How to care
for your Palm
Ahhhh – Palm Plants. Don’t they remind you of a tropical vacation? The one you can’t take because you purchased too many plant babies? Well, here’s the next best thing. Native to South America, Asia and the Caribbean, there are 2,600 species of Palm trees spread within the Arecaceae family of plants. A classic beauty, Palms are known for their large, evergreen leaves known as fronds. If you’re looking to spruce up your home to look like a jungle, then Palm trees are an excellent choice as they’re generally tolerant to neglect, don’t require a lot of light and are easy to care for. While tropical in nature, there are a few varieties of Palm plants with origins from the desert – so their watering needs will be quite different than their tropical counterparts.
Livistona Rotundifolia, Fan Palm
Chamaedorea Elegans, Parlour Palm
Ravenea Rivularis, Majestic Palm
Beaucarnea Recurvata, Ponytail Palm
Phoenix Roebelenii, Pygmy Date Palm
Hyophorbe verschaffeltii, Spindle Palm
Rhapis Excelsa, Lady Palm
Thrinax Radiata, Florida Thatch Palm
Bismarckia Nobilis, Bismarck Palm
Cycas Revoluta, Sago Palm
Cataractarum Palm, Cat Palm
Dypsis Lutescens, Areca Palm
Chamaedorea Cataractarum, Cascade Palm
Yucca Elephantipes, Yucca Palm
Howea forsteriana, Kentia Palm
Care Level : Beginner, Expert or Somewhere in the middle.
One of the reasons Palm plants are such common houseplants is because they can easily adapt to low-light conditions. They’re excellent plants for beginners.
Most indoor Palm plants prefer the shade more than the sun, so finding a spot where it can receive bright and indirect sunlight is best. In the winter months, they can tolerate much lower light conditions. Avoid placing your Palm anywhere where it’ll get the direct impact of the sun.
Palm plants like their soil to be evenly moist – more so in the summer months.
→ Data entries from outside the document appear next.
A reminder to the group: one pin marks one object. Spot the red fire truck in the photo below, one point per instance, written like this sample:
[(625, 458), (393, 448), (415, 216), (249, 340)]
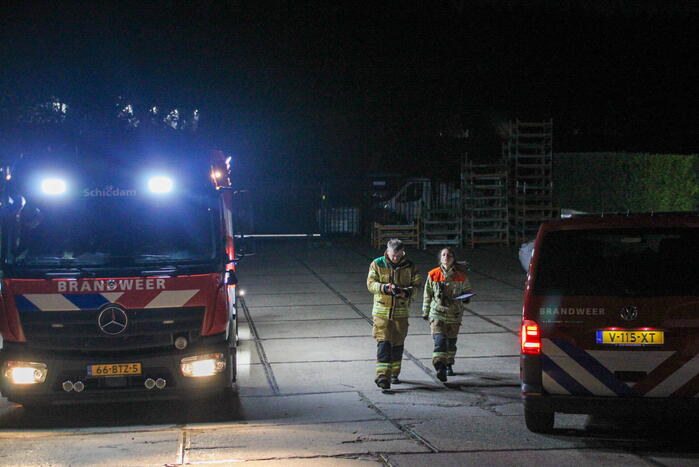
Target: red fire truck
[(118, 277)]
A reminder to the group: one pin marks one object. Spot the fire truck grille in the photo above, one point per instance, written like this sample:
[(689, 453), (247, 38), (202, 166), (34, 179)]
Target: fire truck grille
[(80, 331)]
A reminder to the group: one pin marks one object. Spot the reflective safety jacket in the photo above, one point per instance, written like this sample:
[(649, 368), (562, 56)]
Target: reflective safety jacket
[(404, 275), (440, 289)]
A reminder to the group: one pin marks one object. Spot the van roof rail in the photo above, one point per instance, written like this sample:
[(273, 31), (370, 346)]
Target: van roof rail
[(646, 213)]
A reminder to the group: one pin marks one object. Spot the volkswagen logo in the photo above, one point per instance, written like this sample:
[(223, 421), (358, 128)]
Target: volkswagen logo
[(629, 312), (112, 320)]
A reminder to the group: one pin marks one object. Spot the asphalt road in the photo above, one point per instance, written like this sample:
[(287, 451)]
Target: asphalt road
[(306, 394)]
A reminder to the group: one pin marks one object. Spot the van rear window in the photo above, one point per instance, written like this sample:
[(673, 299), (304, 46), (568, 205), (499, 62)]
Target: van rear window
[(619, 262)]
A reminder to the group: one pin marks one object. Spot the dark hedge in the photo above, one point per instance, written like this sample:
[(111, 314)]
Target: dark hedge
[(606, 182)]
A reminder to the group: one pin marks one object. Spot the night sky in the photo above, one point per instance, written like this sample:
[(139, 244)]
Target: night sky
[(294, 87)]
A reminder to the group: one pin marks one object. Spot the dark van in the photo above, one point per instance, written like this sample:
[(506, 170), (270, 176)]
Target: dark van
[(611, 317)]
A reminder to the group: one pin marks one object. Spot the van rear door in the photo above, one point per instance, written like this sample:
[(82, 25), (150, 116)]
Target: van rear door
[(618, 310)]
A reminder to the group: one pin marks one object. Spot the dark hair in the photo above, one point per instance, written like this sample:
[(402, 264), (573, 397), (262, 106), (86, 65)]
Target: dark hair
[(394, 244), (457, 265)]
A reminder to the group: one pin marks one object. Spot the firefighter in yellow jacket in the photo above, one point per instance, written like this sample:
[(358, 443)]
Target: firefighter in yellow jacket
[(392, 279), (443, 310)]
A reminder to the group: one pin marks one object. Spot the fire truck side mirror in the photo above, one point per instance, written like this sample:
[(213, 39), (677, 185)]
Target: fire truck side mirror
[(231, 279)]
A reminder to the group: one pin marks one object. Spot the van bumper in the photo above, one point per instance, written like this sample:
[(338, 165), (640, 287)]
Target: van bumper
[(606, 405)]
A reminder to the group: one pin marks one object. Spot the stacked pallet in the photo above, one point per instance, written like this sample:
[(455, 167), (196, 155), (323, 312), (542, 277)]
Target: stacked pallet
[(485, 203), (529, 152), (440, 226)]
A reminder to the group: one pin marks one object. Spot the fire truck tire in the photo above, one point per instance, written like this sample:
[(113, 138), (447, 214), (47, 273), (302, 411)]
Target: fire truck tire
[(539, 422), (234, 366)]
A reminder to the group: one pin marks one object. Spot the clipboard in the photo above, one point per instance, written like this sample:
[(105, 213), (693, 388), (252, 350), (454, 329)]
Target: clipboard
[(465, 296)]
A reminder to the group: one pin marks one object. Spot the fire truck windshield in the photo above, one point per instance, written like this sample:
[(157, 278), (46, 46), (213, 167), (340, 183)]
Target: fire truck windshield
[(112, 232)]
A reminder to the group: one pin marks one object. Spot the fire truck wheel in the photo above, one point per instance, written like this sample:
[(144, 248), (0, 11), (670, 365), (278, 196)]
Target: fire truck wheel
[(539, 422)]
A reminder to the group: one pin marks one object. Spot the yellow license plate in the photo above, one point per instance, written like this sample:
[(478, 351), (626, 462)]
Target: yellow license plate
[(631, 337), (114, 369)]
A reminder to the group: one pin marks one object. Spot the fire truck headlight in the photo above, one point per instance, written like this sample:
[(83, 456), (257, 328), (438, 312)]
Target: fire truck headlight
[(25, 372), (53, 186), (203, 365), (160, 184)]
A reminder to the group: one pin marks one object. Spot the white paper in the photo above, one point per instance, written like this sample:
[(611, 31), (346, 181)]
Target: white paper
[(464, 296)]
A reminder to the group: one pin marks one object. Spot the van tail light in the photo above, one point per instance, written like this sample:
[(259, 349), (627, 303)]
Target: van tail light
[(531, 339)]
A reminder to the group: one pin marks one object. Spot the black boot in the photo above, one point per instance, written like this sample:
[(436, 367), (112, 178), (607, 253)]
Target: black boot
[(383, 382), (441, 371)]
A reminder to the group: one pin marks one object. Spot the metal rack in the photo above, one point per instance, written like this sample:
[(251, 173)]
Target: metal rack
[(440, 226), (529, 154), (485, 191)]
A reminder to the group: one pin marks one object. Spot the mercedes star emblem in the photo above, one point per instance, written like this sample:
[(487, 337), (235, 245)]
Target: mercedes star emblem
[(112, 320)]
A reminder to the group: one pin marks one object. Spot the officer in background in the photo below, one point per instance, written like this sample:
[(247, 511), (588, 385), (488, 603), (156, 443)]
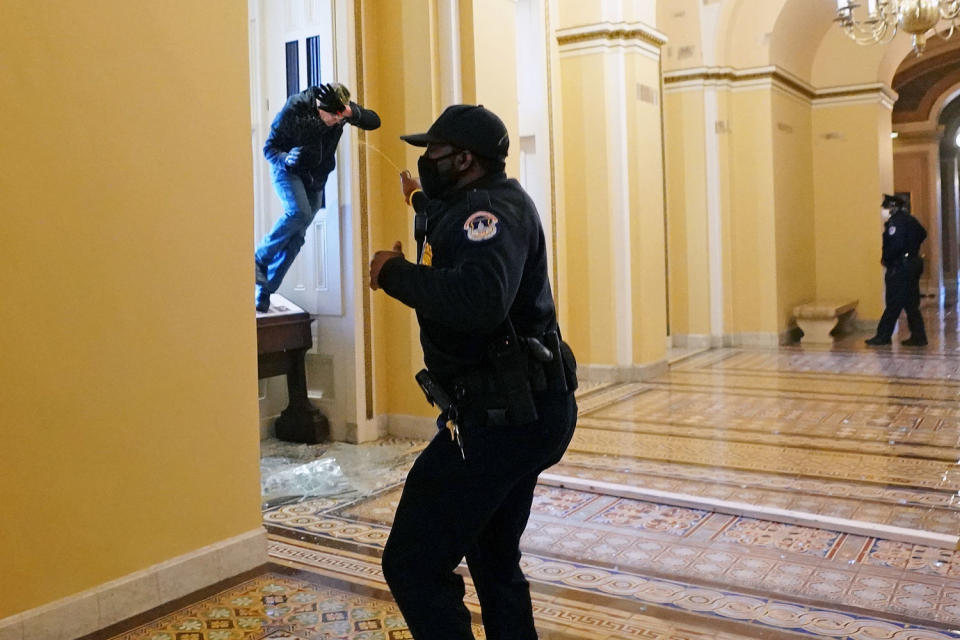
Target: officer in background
[(301, 149), (498, 371), (902, 236)]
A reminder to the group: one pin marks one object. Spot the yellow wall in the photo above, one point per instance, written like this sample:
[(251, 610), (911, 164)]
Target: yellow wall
[(647, 238), (402, 91), (587, 230), (852, 159), (681, 20), (793, 205), (493, 67), (687, 213), (128, 342), (751, 227)]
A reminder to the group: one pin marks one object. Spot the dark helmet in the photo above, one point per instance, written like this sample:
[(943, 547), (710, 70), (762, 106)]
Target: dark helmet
[(895, 202), (333, 97)]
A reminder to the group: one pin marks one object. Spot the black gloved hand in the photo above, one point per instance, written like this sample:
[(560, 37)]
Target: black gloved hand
[(333, 97), (292, 158)]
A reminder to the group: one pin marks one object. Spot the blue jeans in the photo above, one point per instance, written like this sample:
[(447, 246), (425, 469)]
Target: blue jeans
[(278, 248)]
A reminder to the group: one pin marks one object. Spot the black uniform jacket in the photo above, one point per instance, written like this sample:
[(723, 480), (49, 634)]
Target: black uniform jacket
[(902, 236), (298, 125), (488, 257)]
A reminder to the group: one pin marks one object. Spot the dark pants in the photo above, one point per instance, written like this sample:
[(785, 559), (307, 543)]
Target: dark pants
[(902, 294), (478, 509)]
When winter rolls around, you can let its soil dry out more in-between watering. Using a finger (your finger, preferably) or a stick, check to see if the top 2” of the soil is dry before you give it water. You’ll want to be mindful of overwatering, since Palms are sensitive to too much. If your Palm starts to get brown tips, it could be a sign that it’s not getting enough water.
Palms like humidity, so we recommend you mist your Palm, pair it with a humidifier or place it on top of a tray of pebbles submerged in water. If your Palm starts to get brown tips, it could also be a sign that it requires more moisture.
Very few Palm varietals can tolerate cold temperatures, so you’ll want to stick to warmer conditions in the 15°C-26°C range. If your Palm starts to get brown tips, it could be a sign that it’s cold. Keep Palms away from cold drafts, A/C units, etc.
Palm plants are non-toxic to dogs, cats and birds. So, if you’ve got a menagerie of the three, then Palms are your new BFF.
Pygmy Date Palm
Other fun facts:
- Palm plants are good indoor air cleaners – some might call it an efficient air humidifier.
- Some Palm trees can reach heights of 70 feet or more – so if you live in a 7-story home your Palm could one day touch your mansion’s ceilings
- In Ancient times, the Assyrians believed that the ultimate symbol of eternal life was a tree growing beside a stream. The tree they valued the most was the Palm. Take note.
- Depending on the species, some palms can live for more than a century, so you’ll want to end-of-life plan accordingly.